Facebook’s Anti-Spam Tool Takes Down 6.6B Fake Accounts

Facebook debuted a powerful tool against spammers that uses Deep Entity Classification (DEC), a machine-learning technology. The company’s data science manager Bochra Gharbaoui reported the tool has already taken down 6.6 billion fake accounts last year and blocked millions of attempts to create new ones. DEC analyzes “deep features” of each individual profile, which refers to its behavioral patterns rather than its direct characteristics and includes the profile’s properties and groups/pages the user has contacted.

ZDNet reports that, “DEC doesn’t only register which groups a particular individual has joined; but also the number of admins in the group, its members, or the time since the group was created … [and not just] the number of friend requests sent by one profile, but also the number of requests sent by the accounts that this profile has befriended.”

The DEC algorithm aggregates these deep features “to find out things like the mean number of users in all the groups that one profile has joined, or the maximum number of groups that a given profile’s friends are part of.” With the 20,000 or so features gathered for each profile, said Facebook engineering manager Daniel Bernhardt, the tool can “see, through a number of signals, if a user is trying to misrepresent their identity.”

“It’s not so much about the content of an account, but about how that account interacts with others on the platform,” he explained.

Bernhardt added that the DEC’s main advantage is “how difficult it is to reverse engineer.” Other machine-learning methods that only look at a few features, he said, “are too easily tricked by attackers,” who figure out how to game the algorithm. Currently, anti-spam tools are trained on “a limited set of characteristics directly linked to the account.”

“The problem is adversarial robustness,” said Gharbaoui. “Adversaries can control direct features quite easily, for example by managing the number of friend requests they send out. That’s why you need to look at deep features — the graph and the model around the account.” She added that, “the estimated volume of fake accounts on Facebook is now 5 percent.”

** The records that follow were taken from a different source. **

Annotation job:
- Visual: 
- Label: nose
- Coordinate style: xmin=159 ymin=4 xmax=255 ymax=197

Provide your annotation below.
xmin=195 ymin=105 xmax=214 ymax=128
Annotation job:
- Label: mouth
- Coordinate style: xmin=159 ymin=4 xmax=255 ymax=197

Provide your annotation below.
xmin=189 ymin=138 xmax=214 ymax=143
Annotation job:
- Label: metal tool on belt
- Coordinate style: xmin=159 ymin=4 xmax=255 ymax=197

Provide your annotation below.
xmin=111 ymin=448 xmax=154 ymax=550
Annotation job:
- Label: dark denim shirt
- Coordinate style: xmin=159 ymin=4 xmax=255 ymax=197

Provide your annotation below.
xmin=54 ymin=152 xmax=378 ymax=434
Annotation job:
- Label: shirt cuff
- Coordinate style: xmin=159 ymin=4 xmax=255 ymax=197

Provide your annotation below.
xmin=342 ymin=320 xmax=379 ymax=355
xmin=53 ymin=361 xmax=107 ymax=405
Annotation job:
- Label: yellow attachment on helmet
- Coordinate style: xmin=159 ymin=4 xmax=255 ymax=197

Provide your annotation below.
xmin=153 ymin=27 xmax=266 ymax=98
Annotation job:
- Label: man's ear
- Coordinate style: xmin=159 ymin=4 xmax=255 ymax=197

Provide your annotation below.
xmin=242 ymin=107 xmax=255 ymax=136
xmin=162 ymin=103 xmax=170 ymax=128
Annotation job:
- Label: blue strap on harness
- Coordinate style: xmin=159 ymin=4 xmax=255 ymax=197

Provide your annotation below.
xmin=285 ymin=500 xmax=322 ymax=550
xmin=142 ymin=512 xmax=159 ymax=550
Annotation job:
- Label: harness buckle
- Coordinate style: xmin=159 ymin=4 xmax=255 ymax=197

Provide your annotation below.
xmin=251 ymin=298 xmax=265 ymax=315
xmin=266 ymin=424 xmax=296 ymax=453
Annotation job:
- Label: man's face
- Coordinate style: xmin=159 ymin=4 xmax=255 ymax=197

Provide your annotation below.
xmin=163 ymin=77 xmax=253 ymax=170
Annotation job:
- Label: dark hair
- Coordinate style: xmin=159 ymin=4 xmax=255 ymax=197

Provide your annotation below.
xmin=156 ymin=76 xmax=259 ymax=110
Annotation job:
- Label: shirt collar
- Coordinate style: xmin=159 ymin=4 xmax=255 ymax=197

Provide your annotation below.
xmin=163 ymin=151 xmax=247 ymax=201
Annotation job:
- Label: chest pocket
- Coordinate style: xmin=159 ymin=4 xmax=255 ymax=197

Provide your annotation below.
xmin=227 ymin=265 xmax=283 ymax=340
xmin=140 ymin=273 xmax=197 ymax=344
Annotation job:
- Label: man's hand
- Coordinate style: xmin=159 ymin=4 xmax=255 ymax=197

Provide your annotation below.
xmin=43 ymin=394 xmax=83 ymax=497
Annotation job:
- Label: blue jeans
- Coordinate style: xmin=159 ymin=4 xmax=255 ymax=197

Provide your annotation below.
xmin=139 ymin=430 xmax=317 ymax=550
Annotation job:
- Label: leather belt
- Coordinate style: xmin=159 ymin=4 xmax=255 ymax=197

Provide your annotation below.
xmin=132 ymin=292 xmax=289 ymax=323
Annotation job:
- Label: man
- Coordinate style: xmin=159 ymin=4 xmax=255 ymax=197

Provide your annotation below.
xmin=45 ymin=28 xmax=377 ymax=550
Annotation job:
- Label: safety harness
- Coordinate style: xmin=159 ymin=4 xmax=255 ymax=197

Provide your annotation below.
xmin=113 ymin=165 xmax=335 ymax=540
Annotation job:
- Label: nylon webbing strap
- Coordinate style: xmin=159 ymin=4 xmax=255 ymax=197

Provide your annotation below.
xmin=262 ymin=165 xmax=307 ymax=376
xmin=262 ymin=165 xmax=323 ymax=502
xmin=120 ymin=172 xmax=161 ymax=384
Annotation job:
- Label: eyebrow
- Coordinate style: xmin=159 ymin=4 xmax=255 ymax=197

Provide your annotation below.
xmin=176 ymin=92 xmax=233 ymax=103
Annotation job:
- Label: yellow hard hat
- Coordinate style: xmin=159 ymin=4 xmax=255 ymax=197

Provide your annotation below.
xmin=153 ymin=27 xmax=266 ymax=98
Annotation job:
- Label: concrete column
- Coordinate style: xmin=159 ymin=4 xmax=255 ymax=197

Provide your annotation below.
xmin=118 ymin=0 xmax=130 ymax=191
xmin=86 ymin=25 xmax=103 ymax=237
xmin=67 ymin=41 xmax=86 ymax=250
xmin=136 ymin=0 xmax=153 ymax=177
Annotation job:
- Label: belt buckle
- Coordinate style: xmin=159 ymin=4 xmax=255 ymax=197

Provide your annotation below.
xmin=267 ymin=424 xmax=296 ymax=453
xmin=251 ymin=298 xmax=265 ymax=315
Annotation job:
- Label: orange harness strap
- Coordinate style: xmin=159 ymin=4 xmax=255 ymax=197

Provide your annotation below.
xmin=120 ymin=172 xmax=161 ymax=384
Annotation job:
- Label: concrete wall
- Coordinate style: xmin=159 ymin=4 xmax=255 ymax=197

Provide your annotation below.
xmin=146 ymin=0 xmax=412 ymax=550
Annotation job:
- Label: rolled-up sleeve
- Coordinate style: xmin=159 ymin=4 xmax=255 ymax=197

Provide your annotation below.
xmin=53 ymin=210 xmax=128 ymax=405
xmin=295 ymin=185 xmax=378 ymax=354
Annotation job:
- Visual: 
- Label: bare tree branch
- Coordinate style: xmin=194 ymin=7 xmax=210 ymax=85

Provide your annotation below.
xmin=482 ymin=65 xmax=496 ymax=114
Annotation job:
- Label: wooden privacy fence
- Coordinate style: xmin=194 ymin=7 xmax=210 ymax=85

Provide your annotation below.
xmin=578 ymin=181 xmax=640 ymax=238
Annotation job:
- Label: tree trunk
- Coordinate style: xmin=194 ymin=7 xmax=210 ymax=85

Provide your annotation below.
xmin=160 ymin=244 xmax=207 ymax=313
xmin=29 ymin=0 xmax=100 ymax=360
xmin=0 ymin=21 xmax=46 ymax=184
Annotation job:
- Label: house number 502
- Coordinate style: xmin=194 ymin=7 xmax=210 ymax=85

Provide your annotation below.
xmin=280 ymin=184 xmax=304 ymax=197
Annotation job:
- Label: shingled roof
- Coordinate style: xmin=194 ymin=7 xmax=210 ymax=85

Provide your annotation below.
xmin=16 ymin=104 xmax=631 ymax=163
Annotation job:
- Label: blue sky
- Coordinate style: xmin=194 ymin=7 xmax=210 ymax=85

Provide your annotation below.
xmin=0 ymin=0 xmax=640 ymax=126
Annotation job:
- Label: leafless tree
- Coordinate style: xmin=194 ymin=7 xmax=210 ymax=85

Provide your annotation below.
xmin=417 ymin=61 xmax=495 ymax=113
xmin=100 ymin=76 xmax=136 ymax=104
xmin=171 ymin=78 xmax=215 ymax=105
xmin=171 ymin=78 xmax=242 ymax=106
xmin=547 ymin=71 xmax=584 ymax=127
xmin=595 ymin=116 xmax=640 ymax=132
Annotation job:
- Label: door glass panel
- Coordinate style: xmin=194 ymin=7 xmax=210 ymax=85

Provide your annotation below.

ZDNet notes, however, that, “Facebook is nowhere near certain to win the war against fake accounts … [because] it is only a matter of time before attackers figure out a way around the improved tool.” “Adversaries move fast,” agreed Gharbaoui. “Their adaptation cycle is fierce, and it’s getting more sophisticated.”

For example, last year, Facebook “removed a global network of more than 900 accounts, pages and groups that had used sophisticated methods such as AI-generated profile pictures to spread pro-Trump narratives to 55 million users” — only a few months after the company removed 2,600 fake pages, groups and accounts involved in “coordinated inauthentic behavior.” For that reason, Bernhardt and Gharbaoui admitted that the field is still “very strongly attacker-controlled,” which means DEC will constantly “need re-training.”